Op het vlak van het centraal bestuur is een specifieke dienst opgericht die zich thans nog in een ontwikkelingsfase bevindt.  

Aanbeveling 19: de handhaving van de orde en de veiligheid wordt reeds in de basisopleiding aangeleerd aan de penitentiaire bewakingsassistenten. Een model in 5 fasen (primaire preventie - reactiefase - escalatiefase - crisisfase - fase van terugkeer naar normale toestand) wordt toegepast teneinde het beheer van de conflicten en de agressie beter te begrijpen en te beheren.
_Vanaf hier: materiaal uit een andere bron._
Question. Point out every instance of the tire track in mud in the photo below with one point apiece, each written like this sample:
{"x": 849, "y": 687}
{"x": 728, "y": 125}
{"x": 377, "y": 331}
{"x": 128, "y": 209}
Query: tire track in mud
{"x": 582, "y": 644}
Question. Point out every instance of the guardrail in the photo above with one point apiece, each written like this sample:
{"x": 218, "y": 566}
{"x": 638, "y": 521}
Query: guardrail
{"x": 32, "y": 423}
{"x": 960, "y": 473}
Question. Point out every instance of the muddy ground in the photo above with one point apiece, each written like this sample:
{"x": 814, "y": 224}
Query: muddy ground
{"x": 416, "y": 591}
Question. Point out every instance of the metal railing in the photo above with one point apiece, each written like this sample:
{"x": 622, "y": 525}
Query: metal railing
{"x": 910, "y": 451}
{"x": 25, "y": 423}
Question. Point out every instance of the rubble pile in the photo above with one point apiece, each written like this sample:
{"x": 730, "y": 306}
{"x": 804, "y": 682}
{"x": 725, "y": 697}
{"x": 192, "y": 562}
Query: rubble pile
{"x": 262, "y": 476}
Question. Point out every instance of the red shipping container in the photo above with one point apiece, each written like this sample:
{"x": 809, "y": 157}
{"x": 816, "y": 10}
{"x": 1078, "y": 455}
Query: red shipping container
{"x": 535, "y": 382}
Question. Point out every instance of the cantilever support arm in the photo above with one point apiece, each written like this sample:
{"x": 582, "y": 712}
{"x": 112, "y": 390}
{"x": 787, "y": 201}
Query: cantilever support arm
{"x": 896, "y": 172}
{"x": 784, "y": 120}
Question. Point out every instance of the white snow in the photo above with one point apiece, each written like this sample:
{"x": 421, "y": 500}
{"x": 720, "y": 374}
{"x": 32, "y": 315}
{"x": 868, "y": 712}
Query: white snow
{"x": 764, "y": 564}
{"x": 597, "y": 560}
Het DG EPI is bezig met de ontwikkeling van een algemeen model voor het beheer van de veiligheid dat ook op dat aspect is toegespitst. Er is reeds gestart met de invoering van dat project in de gevangenissen te Antwerpen en Jamioulx en, sinds april, in de gevangenissen te Turnhout, Dendermonde, Vorst en Namen. Dat model zal binnenkort systematisch worden gebruikt in de andere inrichtingen.  

Aanbeveling 20: de collectieve brief 113 is van kracht op dat punt sinds 1 september 2011. Die bepaalt onder meer dat bij de overbrenging van een gedetineerde naar een andere inrichting een inventaris wordt opgesteld van de voorwerpen die door de inrichting in bewaring zijn genomen. 

Aanbeveling 21: een uniformering van de prijzen van de producten van de kantine werd meermaals overwogen, maar heeft nooit tot een resultaat geleid aangezien geen enkele echt bevredigende oplossing werd gevonden.